Just twenty-one, and with so much life ahead of him.
The reason I tell you that story today (and tell myself that story) is that we cannot sit on our butts and wait to feel like we WANT to do something. If there is something we have to do we should just go do it, for the love of God, and get it out of the way. I know I have never in my life been good at doing that because I was afraid of hurting someone’s feelings (that they wouldn’t like me anymore), or that there would be repercussions (like at my former job where you would just not want to open your mouth out of dread and a constant fear of being fired for daring to speak out). If we wait, if I wait, to do do something for when I WANT to do it I might be waiting a long time. Worse, I will be wasting time in the process, and I have wasted too much time on addictions to waste anymore of it on silly things that are only in my head.
Next month, I am going to celebrate being 40 years old and in the coming weeks I will tell you how I plan to celebrate my birthday all year long. But in the meantime I’m just going to think about how I lived almost 19 years longer than a kid who died simply because he couldn’t take a breath. I know exactly how that feels. I, too, had asthma so bad I couldn’t breathe at times. Hell, it even made me pass out once. I’ve lived 19 years longer and that means I SHOULD do something with that and because of that. That is purpose. That is drive. That is will.
I will because I must make the most of each and every day. No. Matter. What.
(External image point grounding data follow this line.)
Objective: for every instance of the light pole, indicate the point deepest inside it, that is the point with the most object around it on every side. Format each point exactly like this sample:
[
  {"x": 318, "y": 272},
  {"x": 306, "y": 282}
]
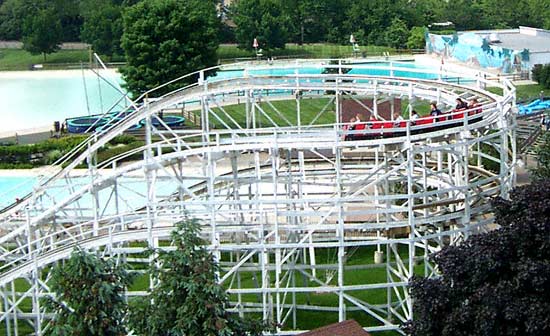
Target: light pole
[
  {"x": 353, "y": 44},
  {"x": 255, "y": 45}
]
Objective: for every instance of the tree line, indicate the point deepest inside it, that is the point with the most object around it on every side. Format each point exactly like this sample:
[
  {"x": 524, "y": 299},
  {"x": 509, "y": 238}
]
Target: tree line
[
  {"x": 273, "y": 22},
  {"x": 163, "y": 39}
]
My friends, if there is something you don’t want to do today but know that you have to keep two things in mind. One, that you are not alone. There are so many others facing similar feelings about their own situations. Two, once you get it over with you will feel so much better and can move on to the things you WANT to do (and yes, that does include eating what you should and exercising to keep weight in check). That is what I will do today. Do the things I need to do to make the time to do what I want to do.
In honor of that kid who didn’t make it to see 22.
In honor of my mom, JoAnn Larson, so I do not disappoint her.
Most of all, for myself so I can be the man I’ve always wanted to be and now strive for every day. One of which my mom can be proud and I can say did the hard things even if he didn’t want to so that he, and those closest to him, could be happy in the long run.